Sam Liron   |    Foster City


Berkeley Hillel has plenty of Jewish and Zionist cred

A critic of Berkeley Hillel claimed in a comment on your website (underneath the Feb. 28 article “Cal alums’ letter calls for an ‘open’ Berkeley Hillel”) that the organization offers more “secular” and “interfaith” content than Jewish content.

That is patently untrue. Every Wednesday I spend nearly two hours closely examining the Talmud at Hillel with the senior Jewish educator, and I’ve found Hillel to be a welcoming home for deepening my connection to traditional Judaism and conveying precisely the “wisdom, tradition and values” the comment asserted was lacking.

Berkeley Hillel’s “open atmosphere” does not preclude transmitting Jewish values. It instead allows the Hillel staff to enable each person to receive the education and services they need so that they can be the sort of Jews they want to be.

Although there is secular and interfaith content at Hillel (as well there should be), religious Judaism of all stripes is welcome and encouraged there. Berkeley students are adults and Hillel is not a “babysitter.” It is a mature Jewish institution that provides the resources Jewish students require.

As a strong advocate for Israel at U.C. Berkeley and a member of Tikvah, I reject the claim that Hillel is a “nihilistic institution” which refuses to support Israel. Hillel is proud of its connection to Israel and provides ample opportunities for students to learn and grow in their relationship with their homeland.

Tikvah holds its meetings at Hillel, and Hillel is a proudly Zionist organization. Of course, students have a variety of different opinions on Israel; at Hillel, we welcome that discourse.

I don’t know who the anonymous online critic is, but as a student at Berkeley who is extraordinarily active in Hillel, I can say as a fact that his assertions couldn’t be more wrong. Hillel has allowed me to grow as a Jew and as a Zionist, and has provided the same nurturing to people with different views than me, as well it should. The anonymous critic asks, “Who needs Hillel?” The answer is: I do.

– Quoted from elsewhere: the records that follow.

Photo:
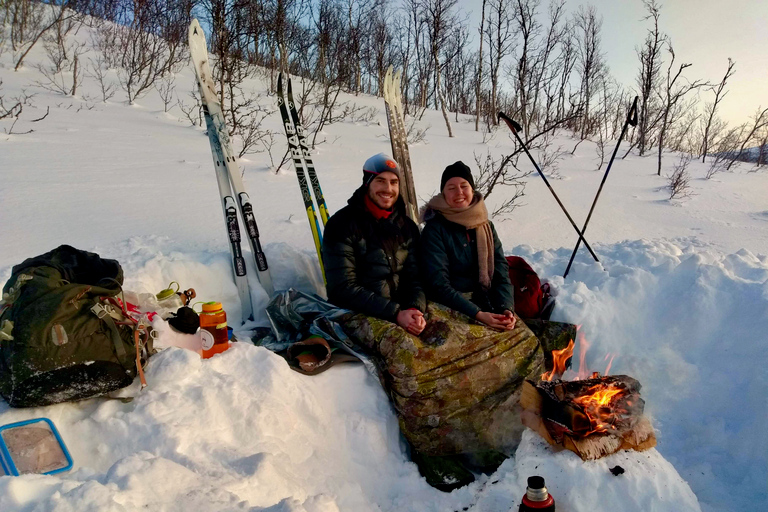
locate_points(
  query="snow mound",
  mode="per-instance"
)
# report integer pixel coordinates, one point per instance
(243, 431)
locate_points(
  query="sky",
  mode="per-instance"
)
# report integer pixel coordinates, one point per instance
(703, 32)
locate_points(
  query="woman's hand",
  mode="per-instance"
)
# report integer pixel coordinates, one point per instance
(503, 322)
(412, 320)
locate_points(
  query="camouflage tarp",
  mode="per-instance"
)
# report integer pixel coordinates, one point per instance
(455, 387)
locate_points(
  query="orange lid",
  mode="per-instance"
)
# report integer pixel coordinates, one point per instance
(211, 307)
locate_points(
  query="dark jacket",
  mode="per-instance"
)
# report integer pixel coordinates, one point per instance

Elijah Granet   |   Berkeley


Like roosters in a henhouse

In his Feb. 21 letter to the editor, Andrew Gross reminded us that the Torah requires Jews to circumcise their sons, and also explains the reason.

However, one scholar gives a different explanation that could make even educated Jews pause. He wrote that the reason for circumcision was to curtail a man’s sex drive, and that “the sages frown on all who have frequent sex …  [like] roosters in a henhouse.” The name of this scholar is Maimonides.